Grime In The UK: It’s The Lifestyle Sweetheart — The Ups and Down and Rise of Grime
Tion Wayne and Russ Million’s track ‘Body’ has taken the world by storm, becoming a number one Tiktok trend, a number one in the UK, and being the drill song to ever do so. And whilst this is an incredible achievement, the journey of grime and drill has been in the works for decades. Only now is it deserving the correct plaudits it so desperately deserves. Grime and Drill is a huge part of UK culture, but it’s worth discussing how we got to this point now, and the work that past heroes put in so that these artists now are allowed to flourish.
Grime in 2003 was a small world in every nature of the word. It was created by people too young and marginalised to belong in the glamorous UK garage scene, and even the name was anti-aspirational to many.
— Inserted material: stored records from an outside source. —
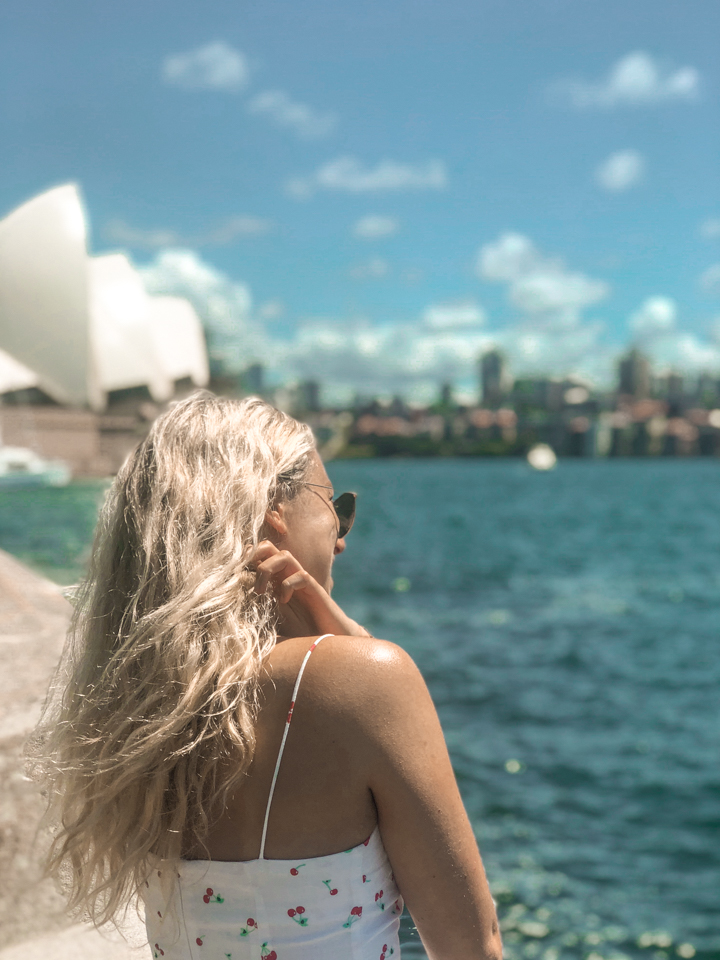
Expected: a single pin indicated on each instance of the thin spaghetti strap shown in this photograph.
(282, 745)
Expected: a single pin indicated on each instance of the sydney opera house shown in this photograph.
(86, 354)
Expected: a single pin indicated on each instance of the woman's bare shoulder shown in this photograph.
(347, 671)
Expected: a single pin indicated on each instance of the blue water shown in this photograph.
(567, 626)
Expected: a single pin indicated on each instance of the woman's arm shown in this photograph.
(423, 822)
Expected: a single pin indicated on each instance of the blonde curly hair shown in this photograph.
(150, 719)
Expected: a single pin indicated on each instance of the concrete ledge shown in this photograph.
(82, 941)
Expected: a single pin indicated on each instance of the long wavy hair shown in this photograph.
(150, 719)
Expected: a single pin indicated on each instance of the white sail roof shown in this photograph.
(79, 327)
(121, 320)
(43, 294)
(15, 375)
(179, 340)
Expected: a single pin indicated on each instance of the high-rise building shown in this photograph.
(493, 378)
(634, 375)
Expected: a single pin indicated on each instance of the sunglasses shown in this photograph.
(344, 506)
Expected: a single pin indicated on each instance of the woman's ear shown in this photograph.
(274, 518)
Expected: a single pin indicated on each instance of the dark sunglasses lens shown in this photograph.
(345, 510)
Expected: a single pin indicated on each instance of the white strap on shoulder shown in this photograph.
(282, 745)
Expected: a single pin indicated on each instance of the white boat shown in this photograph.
(541, 457)
(21, 467)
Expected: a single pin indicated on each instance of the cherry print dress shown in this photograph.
(344, 906)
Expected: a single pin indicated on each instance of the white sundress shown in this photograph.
(343, 906)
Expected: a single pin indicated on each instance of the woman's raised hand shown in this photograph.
(307, 608)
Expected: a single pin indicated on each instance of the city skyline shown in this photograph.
(374, 199)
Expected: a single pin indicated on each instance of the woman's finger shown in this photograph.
(297, 581)
(279, 566)
(265, 549)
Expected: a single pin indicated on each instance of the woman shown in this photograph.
(171, 762)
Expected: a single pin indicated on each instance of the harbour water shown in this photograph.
(567, 626)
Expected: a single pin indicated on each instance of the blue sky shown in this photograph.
(373, 196)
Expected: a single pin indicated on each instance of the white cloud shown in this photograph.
(374, 227)
(118, 231)
(620, 171)
(350, 175)
(305, 121)
(215, 66)
(452, 316)
(655, 330)
(539, 286)
(637, 79)
(271, 310)
(224, 306)
(655, 317)
(710, 279)
(373, 269)
(710, 228)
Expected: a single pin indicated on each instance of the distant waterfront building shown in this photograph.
(493, 378)
(253, 378)
(634, 375)
(446, 396)
(707, 387)
(308, 396)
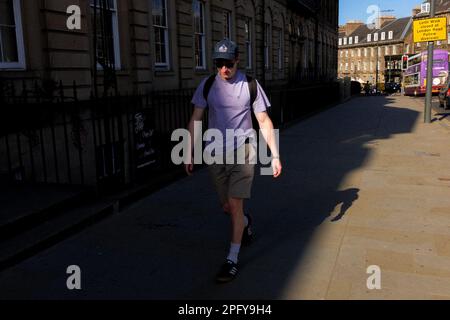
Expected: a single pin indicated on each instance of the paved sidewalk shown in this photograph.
(365, 183)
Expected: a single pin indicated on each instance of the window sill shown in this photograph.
(164, 73)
It was incredibly similar to the likes of punk rock or early hip-hop due to its rawness and fuck you attitude, but the fact that it has stayed true to its origins is the reason why the genre has risen to the very top in recent times. Grime has had a three-part narrative, similar to that of a Hollywood movie. The loveable underdog who grew its name and reached the top, only to then blow it (arguably due to no fault of its own), and ultimately redemption. However, it is easy to forget the journey that grime had to embark on to reach the top once more.
Much like the way in which Hip-hop reflected the streets in America, grime was acting in the same way for youth culture in the UK. Grime was all about community (it still is, but …), it gave people all across the UK a voice that they could use, and a platform to convey these messages of hardship and life growing up. The genre took root on the streets and boasted our multicultural society that many of us hold so proud, and changed the face of our city, our country, and now, even the world. When scene founder Wiley was first invited on Tim Westwood’s Radio 1 show, a make-or-break moment for the young artist’s career, he turned up with two 16-year-olds and insisted that they would be given time on the mic. One of those artists was Chipmunk, so this is the kind of inclusivity we’re talking about. What’s more, during this time a certain Dizzee Rascals ‘Boy in Da Corner’ album that many regards as a pioneering album of the genre won the prestigious Mercury Prize, and all of a sudden, music-label fat cats began scouring the streets of London for similar talent.
But this is where it all went to shit. A storm was brewing within political circles. In the mid-2000s that the political right began to link the spike in anti-social behaviour to grime music, and as such, the genre became closely linked to the concept of “Broken Britain” that was expressed in the right-wing media at the time. As a result of this media framing, what followed was a moral panic emerging around grime and other music of black origin within popular cities, particularly the association with violence.
The fall-out saw grime stigmatised and held as a symbol for a wide range of illicit leisure activities and other such deviant behaviour. The consequences of this label saw grime events, and by extension events featuring music of black origin becoming strictly policed. In London, the Metropolitan Police’s Form 696 was explicitly targeted at music venues and promoters that attracted grime audiences. One artist in particular was hugely affected by this treatment; Lethal Bizzle. Lethal Bizzle’s track ‘Pow’ was banned from being played in clubs, whilst it also saw the artist struggle to find any platform to play his music, and ultimately unable to play in clubs for over a year due to the bands placed on him.
In a statement on the British Academy of Composers and Songwriters, CEO, Patrick Rackow stated: “The imposition of form 696 on live music is likely to discourage the existence and growth of live music. Music has long been a positive form of free expression, for people from all walks of life to create and enjoy.” But the thing is, this didn’t stop the genre from moving forwards. In spite of the negative attention directed towards grime, the genre continued to provide a prominent voice of hope to those who felt the political classes had forgotten about them. While many were being ruled out and poorly treated due to their affiliation to grime, the community stuck together and fought on through the inequality and racism that surrounded it.
Grime had a lot of work to do to counteract the right-leaning politicians and their resistance towards the movement, but they did it perfectly. Artists such as Akala and Stormzy played a pivotal role in providing a voice for a generation, highlighting the poor treatment of victims of the Grenfell Tower fire disaster (never forget about them) through appearances on current affairs programmes and at public events such as the 2018 Brit Awards. Meanwhile, we all remember Dave’s spine-chilling Brit performance of ‘Black’ where he called out Theresa May and the mistreatment of ethnic minorities in British society.
The work that these artists put in to raise the name of grime once more has paid off massively. Grime is now back at the forefront of UK culture, and the music scene is absolutely thriving as a result of this. Previously over the last few years, there have been various grime songs reaching the hugely sought after UK Number 1, artists such as Dave ft. Fredo with ‘Funky Friday’ and Stormzy with ‘Vossi Bop’, and this would have never happened if the artists before them hadn't been so vigilant in their battle to change the face of the genre. Grime has had a bumpy ride throughout the ages, but now it is back at the top, arguably where it deserves to be.